Dayton Human Relations Council

Reflections On What It Means To Be Welcoming

By Rachel Peric, Executive Director of Welcoming America

Over the past months, the gap between our aspirations for democracy and the reality of racism and its tragic effects have never been more stark.  

As we celebrated the Fourth of July here in the U.S., I wished instead of fireworks that this piece by Isabel Wilkerson could light up the night sky and find a watchful crowd everywhere nodding their heads saying, “yes, I see it now.”  

If something can be made of this moment, it’s that we’ve been given the chance to peel back the layers to reveal the utterly fabricated hierarchy of human value that is the source of so much suffering. We recognize that if such a thing can be created, it can not only be undone, but replaced with something better. This is the task that lies ahead—to create a healthier society, one in which all belong and can thrive. 

It’s worth reflecting in this moment on the definition of a welcoming community. In the 10 years of doing this work, I have never seen so many leaders using the term: from local elected officials rebuking racist norms, to college and business leaders calling for more inclusive campuses and workplaces, to women of faith calling for their retirement community to disavow itself of white supremacists.

In fact, I believe we’re at a tipping point.

But that tipping point will only be a meaningful one if we continue to push the boundaries of what it means to be a truly welcoming community—not only in word, but in deed.

In the coming months, we will be looking to you to help us revisit the standard by which we define a welcoming community—the Welcoming Standard—as we continue to deepen its meaning and impact. In the coming months, we will ask the public, our Welcoming Network members, and partners to weigh in on what underpins a welcoming community. We hope you will take part in that process. 

In the meantime, I’d love to hear from you about what you are seeing in your own community and what being welcoming means to you, especially in this moment.
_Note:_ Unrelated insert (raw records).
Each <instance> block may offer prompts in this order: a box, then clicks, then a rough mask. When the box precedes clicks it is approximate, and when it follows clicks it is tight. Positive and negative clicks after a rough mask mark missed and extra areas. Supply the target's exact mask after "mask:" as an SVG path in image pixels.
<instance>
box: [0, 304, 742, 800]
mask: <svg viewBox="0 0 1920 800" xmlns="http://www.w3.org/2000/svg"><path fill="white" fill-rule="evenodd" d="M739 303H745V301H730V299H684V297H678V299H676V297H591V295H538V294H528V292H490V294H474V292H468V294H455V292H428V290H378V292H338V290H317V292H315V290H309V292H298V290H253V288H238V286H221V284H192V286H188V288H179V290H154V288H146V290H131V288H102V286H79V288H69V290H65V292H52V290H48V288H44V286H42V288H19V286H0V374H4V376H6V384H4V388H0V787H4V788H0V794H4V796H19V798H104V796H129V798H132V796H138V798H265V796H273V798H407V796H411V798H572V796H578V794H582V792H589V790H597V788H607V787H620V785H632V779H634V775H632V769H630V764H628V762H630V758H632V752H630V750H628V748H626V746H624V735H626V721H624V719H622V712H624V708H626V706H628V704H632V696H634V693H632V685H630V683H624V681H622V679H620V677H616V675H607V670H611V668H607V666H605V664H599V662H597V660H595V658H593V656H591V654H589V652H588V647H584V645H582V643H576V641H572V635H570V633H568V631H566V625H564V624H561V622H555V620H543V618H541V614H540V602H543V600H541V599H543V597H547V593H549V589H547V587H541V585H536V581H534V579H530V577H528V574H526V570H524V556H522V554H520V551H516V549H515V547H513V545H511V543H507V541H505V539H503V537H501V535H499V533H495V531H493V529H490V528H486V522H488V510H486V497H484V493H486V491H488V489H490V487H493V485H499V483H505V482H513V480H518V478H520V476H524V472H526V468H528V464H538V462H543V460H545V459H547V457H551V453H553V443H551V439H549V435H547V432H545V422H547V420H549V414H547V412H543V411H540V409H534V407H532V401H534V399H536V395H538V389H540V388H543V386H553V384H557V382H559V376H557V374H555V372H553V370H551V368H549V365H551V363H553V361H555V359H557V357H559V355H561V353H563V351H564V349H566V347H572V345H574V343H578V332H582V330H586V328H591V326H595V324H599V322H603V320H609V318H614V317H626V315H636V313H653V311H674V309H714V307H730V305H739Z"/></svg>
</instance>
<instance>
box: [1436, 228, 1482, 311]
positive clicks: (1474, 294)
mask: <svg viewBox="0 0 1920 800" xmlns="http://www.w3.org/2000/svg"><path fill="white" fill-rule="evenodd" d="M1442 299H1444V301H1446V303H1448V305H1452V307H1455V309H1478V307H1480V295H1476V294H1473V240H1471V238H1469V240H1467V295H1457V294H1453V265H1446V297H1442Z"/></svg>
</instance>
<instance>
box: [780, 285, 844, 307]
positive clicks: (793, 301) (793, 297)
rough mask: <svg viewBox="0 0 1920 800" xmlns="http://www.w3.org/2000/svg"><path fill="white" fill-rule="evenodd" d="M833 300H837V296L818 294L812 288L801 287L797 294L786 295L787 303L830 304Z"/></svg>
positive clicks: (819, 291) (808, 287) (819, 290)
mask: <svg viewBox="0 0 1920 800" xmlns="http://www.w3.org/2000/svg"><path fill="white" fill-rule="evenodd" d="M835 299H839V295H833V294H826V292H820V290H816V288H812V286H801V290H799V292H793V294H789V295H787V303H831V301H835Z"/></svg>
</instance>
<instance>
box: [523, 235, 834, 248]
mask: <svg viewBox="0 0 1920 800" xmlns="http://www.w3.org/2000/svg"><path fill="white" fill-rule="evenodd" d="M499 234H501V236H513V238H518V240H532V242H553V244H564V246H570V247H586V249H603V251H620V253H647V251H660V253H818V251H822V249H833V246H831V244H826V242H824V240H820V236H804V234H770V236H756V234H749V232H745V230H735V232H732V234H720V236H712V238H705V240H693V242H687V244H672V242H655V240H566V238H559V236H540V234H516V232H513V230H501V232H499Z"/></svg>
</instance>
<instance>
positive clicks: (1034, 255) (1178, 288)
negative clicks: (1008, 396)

I’d also like to share some of what we know already makes for successful welcoming efforts, recognizing that all of us are at different points in our journey to see this work through. What matters is that each of us has the power to be influential in seeing these principles come to life—no matter where we start, or how far we are able to bring others with us. Please read more here about what successful welcoming efforts seek to achieve. 
Lastly, we’re excited to be gearing up for Welcoming Week. We know it will look a little different this year, but it will be a critical moment to show the world what a successful multi-racial democracy can look like in practice. We hope you’ll join us in “Creating Home Together”.

As we face new challenges, we also celebrate the extraordinary leadership we see every day as beacons of hope and inspiration for what the future can hold, no matter what the past has wrought.